Yo nunca antes había vivido solo. Siempre había tenido una mujer a mi lado (por encima, por debajo, chiste malo). Me metí tres matrimonios en filita india, sin tiempo ni para respirar. (Nosotros somos así. Cuando digo “nosotros” me refiero a los ricos y famosos que nos casamos muchas veces, artistas, guevones, ese tipo de gente). Así que, siempre he dado ciertas cosas por establecidas. Por ejemplo: que cuando uno busca una cosa ella aparecerá en el lugar dónde debe estar. Pues no. Nunca está. Y te podrás devanar los sesos durante horas, que nunca adivinarás, quién, cómo o porqué, alguien escondió las tijeras, botó a la basura el sacacorchos, o metió el colador del espagueti dentro del closet. Siempre di por establecido, por fenómeno natural espontáneo, que, cuando un tubo de crema dental acaba, otro aparece. Nuevo, brilloso y barrigudito, paradito de cabecita erguida en su correspondiente lugar. Y lo mismo se aplica a un millón de pequeñas cosas, incluyendo, para no salir de este ejemplo, los cepillos dentales.
He visto a otras personas cepillándose. Normal. Se frotan los dientes de arriba abajo y de lado a lado, enjuagan, escupen, se secan, normal. Yo no puedo. No tengo calma ni paciencia para esas estupideces. Como me parece una pérdida de tiempo sin sentido, me cepillo tan rápida y violentamente que ya mitad del esmalte se me fue. Las durezas suaves y medias no me dan la talla, y no uso cepillos con cerda de alambre porque nos hay a la venta (y me imagino que deben hacer daño). Conclusión. Que cuándo me cepillo salta crema dental por todas partes.
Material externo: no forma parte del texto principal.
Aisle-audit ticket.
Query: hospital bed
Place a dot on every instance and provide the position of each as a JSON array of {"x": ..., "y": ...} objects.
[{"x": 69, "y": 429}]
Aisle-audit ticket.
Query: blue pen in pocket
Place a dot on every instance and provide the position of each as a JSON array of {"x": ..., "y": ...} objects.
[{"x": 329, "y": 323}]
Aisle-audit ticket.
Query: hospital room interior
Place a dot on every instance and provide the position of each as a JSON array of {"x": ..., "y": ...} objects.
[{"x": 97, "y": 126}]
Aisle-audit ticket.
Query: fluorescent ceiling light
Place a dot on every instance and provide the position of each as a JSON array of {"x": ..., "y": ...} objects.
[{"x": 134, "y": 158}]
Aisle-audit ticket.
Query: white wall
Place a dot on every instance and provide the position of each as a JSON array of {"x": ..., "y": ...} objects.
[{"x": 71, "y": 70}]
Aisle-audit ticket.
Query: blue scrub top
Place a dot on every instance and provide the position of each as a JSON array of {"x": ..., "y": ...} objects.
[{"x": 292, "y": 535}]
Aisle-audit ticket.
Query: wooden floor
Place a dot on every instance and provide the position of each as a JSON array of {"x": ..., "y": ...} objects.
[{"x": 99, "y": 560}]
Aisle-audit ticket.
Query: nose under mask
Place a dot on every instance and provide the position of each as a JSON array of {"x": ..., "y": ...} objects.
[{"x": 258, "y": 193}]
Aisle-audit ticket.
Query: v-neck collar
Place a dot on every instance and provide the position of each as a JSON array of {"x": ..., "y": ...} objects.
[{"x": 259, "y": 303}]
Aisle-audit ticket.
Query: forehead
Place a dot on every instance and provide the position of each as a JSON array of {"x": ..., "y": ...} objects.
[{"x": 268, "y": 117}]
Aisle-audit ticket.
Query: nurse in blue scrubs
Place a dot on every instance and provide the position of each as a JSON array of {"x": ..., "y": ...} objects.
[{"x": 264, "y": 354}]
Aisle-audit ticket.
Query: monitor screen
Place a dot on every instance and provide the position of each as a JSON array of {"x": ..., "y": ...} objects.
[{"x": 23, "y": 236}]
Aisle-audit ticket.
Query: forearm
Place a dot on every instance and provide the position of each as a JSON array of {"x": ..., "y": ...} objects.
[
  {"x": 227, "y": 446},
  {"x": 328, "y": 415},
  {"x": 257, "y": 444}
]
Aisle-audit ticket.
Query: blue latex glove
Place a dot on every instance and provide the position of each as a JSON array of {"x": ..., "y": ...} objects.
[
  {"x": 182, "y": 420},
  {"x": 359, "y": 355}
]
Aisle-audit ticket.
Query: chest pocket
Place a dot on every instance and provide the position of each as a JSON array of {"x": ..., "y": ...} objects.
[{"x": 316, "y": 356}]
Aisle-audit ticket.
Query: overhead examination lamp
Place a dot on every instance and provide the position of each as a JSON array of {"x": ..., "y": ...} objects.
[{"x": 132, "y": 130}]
Siempre he tenido muchísimo cuidado de limpiar el lavamanos, porque sé que no hay nada más peligroso para un matrimonio que unos restos de crema y unos pelos de barba. Y ahora, viviendo solo, sigo limpiando por reflejo condicionado. La diferencia está en que ahora no me aparecen milagrosamente tubos de crema ni cepillos nuevos. Tengo que anotar esas cosas en una agenda que dice, entre otras cosas, “leer todos los días la agenda”, para que no me corten la luz. Bueno. Dada la violencia neandertálica con que me cepillo es normal que termine salpicándome la ropa. Pero mis diligentes exes, siempre se humedecían los dedos y diluían la pequeña mancha. Toquecito mágico, ya está. Las cosas normales que hacen las mujeres, como ajustarte el cuello del saco, o el nudo de la corbata.
No le había dado mucha importancia, pero ya me había fijado que, últimamente, me aparecían demasiadas manchas de crema dental. Destacadas, además, por el hecho de que me gusta andar de gris o azul marino. De vez en cuando pasaba frente al espejo y me las quitaba, con el procedimiento habitual de mojarse los dedos y voilá. Son esos mil detalles que uno va aprendiendo cuando empieza a vivir solo, todo cosillas triviales, como por ejemplo aprender a vivir sin sexo.
Pero siempre hay forma de darle vuelta a las cosas. Hace como un mes se me acabó la crema dental. ¡Otra vez, no joda! Cada dos días voy al supermercado, no precisamente a comprar, sino a buscar lo que se me ha olvidado en el último recate. De la bendita crema dental era imposible acordarme. Probé cepillarme con varios tipos de jabón: para el cuerpo, para la ropa, líquido, ninguno me gustaba. No sé qué coño le ponen al lavaplatos, es intragable. Lo mejor que encontré fue el Ajax Polvo. Una maravilla. Y además no salpica.
Ya llevaba varias semanas usando Ajax cuando salí con una chica. Ella me estaba esperando en un café. Nos saludamos y eso.
--Tienes una mancha en el suéter – me dijo.
--¿En dónde? No la veo.
--Cerca del cuello.
--¿Blanca?—le pregunto.
--Sí.
--Eso es crema dental. Si te mojas los dedos y los pasas por encima se quita enseguida.
Ella me miró con expresión de horror, asco, o no sé, algo grave. Y caí en la cuenta que no usaba crema dental hace más de un mes. El ridículo me enterró no sé cuantos metros bajo tierra, pero aún intenté ofrecerle mi mejor sonrisa: con mis dientes completamente erosionados por el magnífico poder limpiador y abrasivo del Ajax en polvo.